Using Change Context with Statistical Learning for
API Code Recommendation

Anh Tuan Nguyen, Michael Hilton, Mihai Codoban, Hoan Anh Nguyen,
Lily Mast, Eli Rademacher, Tien N. Nguyen, and Danny Dig

Todays’ programs use Application Programming Interfaces (APIs) extensively: even the “Hello World” program invokes an API method. One of the main challenges in software development is learning and remembering how to use APIs. Even developers who are familiar with some APIs are forced to re-learn them due to continuous API evolution.

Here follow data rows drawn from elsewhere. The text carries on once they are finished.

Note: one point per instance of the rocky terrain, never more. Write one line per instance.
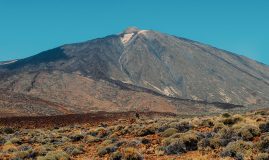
(137, 136)
(140, 70)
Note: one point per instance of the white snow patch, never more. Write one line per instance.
(126, 38)
(9, 62)
(169, 91)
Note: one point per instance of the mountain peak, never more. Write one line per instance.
(131, 30)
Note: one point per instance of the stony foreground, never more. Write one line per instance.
(137, 137)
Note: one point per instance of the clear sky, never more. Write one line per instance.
(28, 27)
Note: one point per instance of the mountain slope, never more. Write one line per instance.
(165, 64)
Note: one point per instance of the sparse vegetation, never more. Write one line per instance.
(212, 137)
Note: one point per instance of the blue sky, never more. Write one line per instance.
(31, 26)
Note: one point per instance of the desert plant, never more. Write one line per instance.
(54, 155)
(226, 115)
(76, 137)
(116, 156)
(74, 150)
(248, 132)
(8, 130)
(237, 149)
(181, 126)
(232, 120)
(263, 144)
(182, 143)
(144, 131)
(264, 127)
(91, 139)
(103, 150)
(175, 147)
(132, 154)
(207, 123)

The state-of-the-practice support for working with APIs comes in the form of code-completion 1 tools integrated in the IDEs. Code completion tools allow a user to type a variable and request a possible API method call recommendation. Code completion tools are among the top-5 most used features of IDEs. Still, a developer learning an API (or trying to remember it) can be wasting a lot of time combing through a long list of API method names available on a receiver object. For example, invoking the code completion on an object of type String from JDK 8 populates a list of 67 possible methods (and 10 additional methods inherited from superclasses). Carefully examining a long list of API method names and reading the associated Javadoc documentation is tedious.

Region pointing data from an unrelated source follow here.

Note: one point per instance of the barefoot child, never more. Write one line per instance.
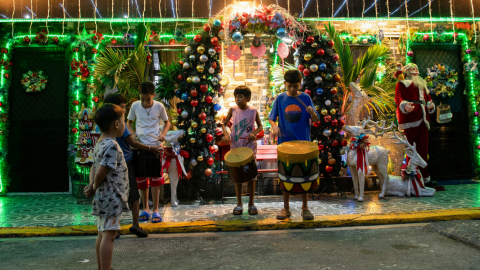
(125, 141)
(147, 114)
(110, 184)
(293, 124)
(243, 135)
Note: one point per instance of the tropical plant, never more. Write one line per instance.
(364, 71)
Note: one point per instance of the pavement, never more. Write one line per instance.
(407, 246)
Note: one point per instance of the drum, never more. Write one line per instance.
(241, 165)
(298, 166)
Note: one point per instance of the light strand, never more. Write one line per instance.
(453, 23)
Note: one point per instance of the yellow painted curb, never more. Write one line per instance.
(258, 224)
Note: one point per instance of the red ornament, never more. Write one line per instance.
(214, 41)
(208, 99)
(210, 161)
(206, 27)
(193, 92)
(204, 88)
(335, 143)
(209, 137)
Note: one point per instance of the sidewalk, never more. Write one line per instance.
(18, 214)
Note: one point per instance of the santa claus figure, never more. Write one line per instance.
(414, 106)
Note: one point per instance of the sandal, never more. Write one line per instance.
(156, 215)
(138, 231)
(307, 215)
(238, 210)
(252, 210)
(145, 215)
(284, 214)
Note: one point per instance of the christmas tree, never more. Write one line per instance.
(199, 85)
(317, 61)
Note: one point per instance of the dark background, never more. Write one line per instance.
(440, 8)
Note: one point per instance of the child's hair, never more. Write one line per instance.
(116, 99)
(243, 90)
(147, 88)
(292, 76)
(106, 115)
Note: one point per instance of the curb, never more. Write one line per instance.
(258, 224)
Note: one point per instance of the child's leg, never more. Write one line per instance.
(106, 249)
(251, 192)
(238, 192)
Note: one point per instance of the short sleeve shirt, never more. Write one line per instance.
(147, 121)
(293, 118)
(110, 198)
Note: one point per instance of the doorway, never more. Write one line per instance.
(38, 138)
(449, 146)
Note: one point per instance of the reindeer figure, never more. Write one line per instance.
(397, 186)
(376, 156)
(360, 98)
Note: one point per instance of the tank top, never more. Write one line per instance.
(243, 125)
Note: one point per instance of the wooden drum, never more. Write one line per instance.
(298, 166)
(241, 165)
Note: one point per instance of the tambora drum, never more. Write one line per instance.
(298, 166)
(241, 165)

In this paper we present a novel approach to code completion centered around fine-grained code changes. The intuition behind our approach is that source code changes are repetitive and have a high degree of regularity, thus we can harvest them to significantly improve the accuracy of recommendations. For example, when changing the code to instantiate a fresh List object, a developer often changes the code to add a new element into the fresh List via List.add. However, the developer is unlikely to call List.remove just after instantiating a fresh List. Without being aware of the context of the change, a code completion tool would not be able to differentiate between recommending add or remove. In our approach we mine the fine-grained code changes as well as the context in which the recommender was invoked to build a statistical model for recommending the next API method call. Our approach can be thought as a language model for fine-grained source code changes.

We implemented our approach in a tool, APIREC, that computes the most likely API method call to be inserted at the requested location in a given part of the code. APIREC works in three stages: (i) it builds a corpus of fine-grained code changes from a training set, (ii) it statistically learns which fine-grained changes co-occur, and (iii) it computes and then recommends a new API call at a given location based on the current context and previous changes.
 
We developed an association-based inference model that learns from the corpus the changes that frequently co-occur in the same changed file within a commit. APIREC also learns the surrounding context (e.g., for loops, preceding method calls) of the code changes. In addition, APIREC learns the appropriate weights to assign to the surrounding context and the previous changes. Given previous changes, the context of the recommendation invocation, and the inference model, APIREC computes the likelihood of inserting an API method call. Finally, it ranks the candidate API calls based on computed likelihood.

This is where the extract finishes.